# Triny modeling her new xs puppia harness.....



## Rubyfox (Jul 11, 2005)

and these are what else I got.......

A lead and some soft toys....


----------



## Jessie (Dec 4, 2005)

She looks great!  

How big is Trinity? I am thinking about getting one for Jetset, but I don't know if I should get a sm or xs.


----------



## *Tiffany* (Sep 27, 2005)

aww she look gorgeous in her harness. rockys fav toys are the soft ones too, very cute! :wave:


----------



## Rubyfox (Jul 11, 2005)

Hi Jessie, I am not sure as I haven't weight her in a while but she is around 3lb3oz. If that helps.


----------



## My3Girls (Apr 6, 2004)

Shes such a cutie


----------



## Courtney (Jun 2, 2005)

She looks beautiful!! I love the pink on her, definitely her color!!


----------



## nornie (Feb 20, 2006)

:shock: she is one of the cutest chi's i have ever seen!!!!!! Bailey is not very big so i think i will get him an xs harness too!


----------



## Katie (Apr 9, 2005)

It fits her perfect! She looks great. Aren't those toys so cute?? I got the lamb and the duck too :wave:


----------



## princess_ella (Jun 4, 2005)

where did you get the soft toys from?By the way your chi is a cutie.


----------



## Kari (May 13, 2004)

I agree, that is definitely her color!! She is sooo stunning!


----------



## Jen (Sep 13, 2005)

it looks perfect on her julie! 

did you get it at pitter patter pawz? i ask because i ordered teddy & woody's from them and i got a chick and a turtle too  the woman there is sooo nice!


----------



## IcePrincess (Mar 20, 2006)

Aww she looks great in it. Pink looks really good on her.


----------



## IcePrincess (Mar 20, 2006)

I love the little stuffed toys also


----------



## Rubyfox (Jul 11, 2005)

princess_ella said:


> where did you get the soft toys from?By the way your chi is a cutie.
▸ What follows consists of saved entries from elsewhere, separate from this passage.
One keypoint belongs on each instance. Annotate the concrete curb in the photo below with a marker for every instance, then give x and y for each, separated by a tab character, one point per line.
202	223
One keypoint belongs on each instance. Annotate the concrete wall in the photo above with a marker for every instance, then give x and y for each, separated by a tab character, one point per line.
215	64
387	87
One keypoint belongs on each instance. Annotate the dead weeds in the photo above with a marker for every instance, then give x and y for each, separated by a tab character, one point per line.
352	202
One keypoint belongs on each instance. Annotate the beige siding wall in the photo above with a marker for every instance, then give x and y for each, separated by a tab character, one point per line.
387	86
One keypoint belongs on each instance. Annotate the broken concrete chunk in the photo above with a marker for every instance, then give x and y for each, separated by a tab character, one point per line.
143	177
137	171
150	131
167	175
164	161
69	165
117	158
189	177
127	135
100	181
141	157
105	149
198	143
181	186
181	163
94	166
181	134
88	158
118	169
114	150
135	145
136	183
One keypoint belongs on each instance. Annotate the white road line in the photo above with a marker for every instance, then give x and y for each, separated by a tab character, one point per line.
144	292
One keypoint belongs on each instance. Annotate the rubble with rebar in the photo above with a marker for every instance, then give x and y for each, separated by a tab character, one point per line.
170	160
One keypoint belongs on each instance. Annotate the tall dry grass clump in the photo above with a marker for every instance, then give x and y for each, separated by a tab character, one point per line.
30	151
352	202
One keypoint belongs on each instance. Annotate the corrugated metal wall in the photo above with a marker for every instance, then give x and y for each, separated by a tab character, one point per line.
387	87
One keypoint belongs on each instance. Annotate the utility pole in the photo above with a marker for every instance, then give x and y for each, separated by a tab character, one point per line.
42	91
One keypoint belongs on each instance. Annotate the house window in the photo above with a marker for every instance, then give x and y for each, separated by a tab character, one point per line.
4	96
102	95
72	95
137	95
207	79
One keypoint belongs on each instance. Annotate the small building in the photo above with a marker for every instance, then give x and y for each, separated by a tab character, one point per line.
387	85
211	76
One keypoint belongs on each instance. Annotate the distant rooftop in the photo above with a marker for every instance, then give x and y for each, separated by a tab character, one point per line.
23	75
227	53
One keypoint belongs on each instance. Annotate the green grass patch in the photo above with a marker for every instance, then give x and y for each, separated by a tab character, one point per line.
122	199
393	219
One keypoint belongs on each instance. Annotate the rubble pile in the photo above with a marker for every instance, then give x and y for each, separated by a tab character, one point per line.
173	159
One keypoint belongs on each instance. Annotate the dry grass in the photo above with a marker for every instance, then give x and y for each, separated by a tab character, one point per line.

I got them free from the lady to say sorry for the delay...she is really nice and becuse it went so well posting to the uk she is now doing it all the time....goodnews everyone. :wave:


----------



## Mexibeach (Oct 20, 2005)

Awww, how sweet. I just got a red one for Piña - what an awesome harness!!


----------



## *Tiffany* (Sep 27, 2005)

Teddy's mom said:


> it looks perfect on her julie!
> 
> did you get it at pitter patter pawz? i ask because i ordered teddy & woody's from them and i got a chick and a turtle too  the woman there is sooo nice!


i got a stuffed lamb too from that lady at pitter latter pawz. its rockys fav toy to carry around now :lol: :lol: she has an awesome business and is very nice!


----------



## Louis (Jan 25, 2005)

she's so nice..I'll be proud if I have her. :wink:


----------



## Ory&C (Mar 20, 2005)

She definitely IS one of the best looking Chis! :wink: Seriously great example of the breed and I love black&tans anyway!!


----------



## Minty_Min82 (Sep 17, 2005)

CUTE


----------